Fady Malik: Well, I would say that, that question remains unanswered, maybe perhaps we will require both analyses of the ODYSSEY data, the ACACIA data when they come out. We think enrolling patients that are symptomatic, that have classic HCM — classic HCM phenotype as evident on echocardiography that have certain biomarker increases. I think all of those things talk about a symptomatic, highly symptomatic and functionally limited patient population. And based on our prior experience in REDWOOD, we think that population should be responsive to aficamten. So I think we’ll have more to say when we see the ACACIA data in next year.

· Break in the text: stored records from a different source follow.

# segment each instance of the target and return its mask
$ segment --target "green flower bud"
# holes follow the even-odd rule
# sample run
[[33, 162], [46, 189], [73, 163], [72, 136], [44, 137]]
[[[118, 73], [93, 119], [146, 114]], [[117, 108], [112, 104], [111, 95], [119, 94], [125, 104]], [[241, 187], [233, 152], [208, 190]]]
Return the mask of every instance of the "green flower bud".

Robert I. Blum: I think I would add that we’ve been following a cohort of Nonobstructive patients for over 2 years now. And the large majority of them are responding well symptomatically and based on cardiac biomarker improvement. So I think what we’re observing so far, at least in this cohort in FOREST is a pretty general improvement in response to treatment.
Operator: And thank you, ladies and gentlemen. That was our final question from our audience today. Mr. Blum, I’m happy to turn it back to you for any additional or closing remarks you have.
Robert I. Blum: Thank you. I want to thank all of our participants on the call today. I want to thank you for your continued support as well as your interest in Cytokinetics. This will conclude our Q3 earnings call. And my hope is that next time we convene in one of these earnings calls, we’ll talk about what could be the first potential approval for aficamten and a product arising out of our long-standing research and development, a very important milestone for our company and all of our stakeholders, including our shareholders. With that, operator, we can now conclude the call.
Operator: Thank you. And ladies and gentlemen, thank you for joining today’s Cytokinetics Q3 2025 Earnings Call. You may now disconnect your lines.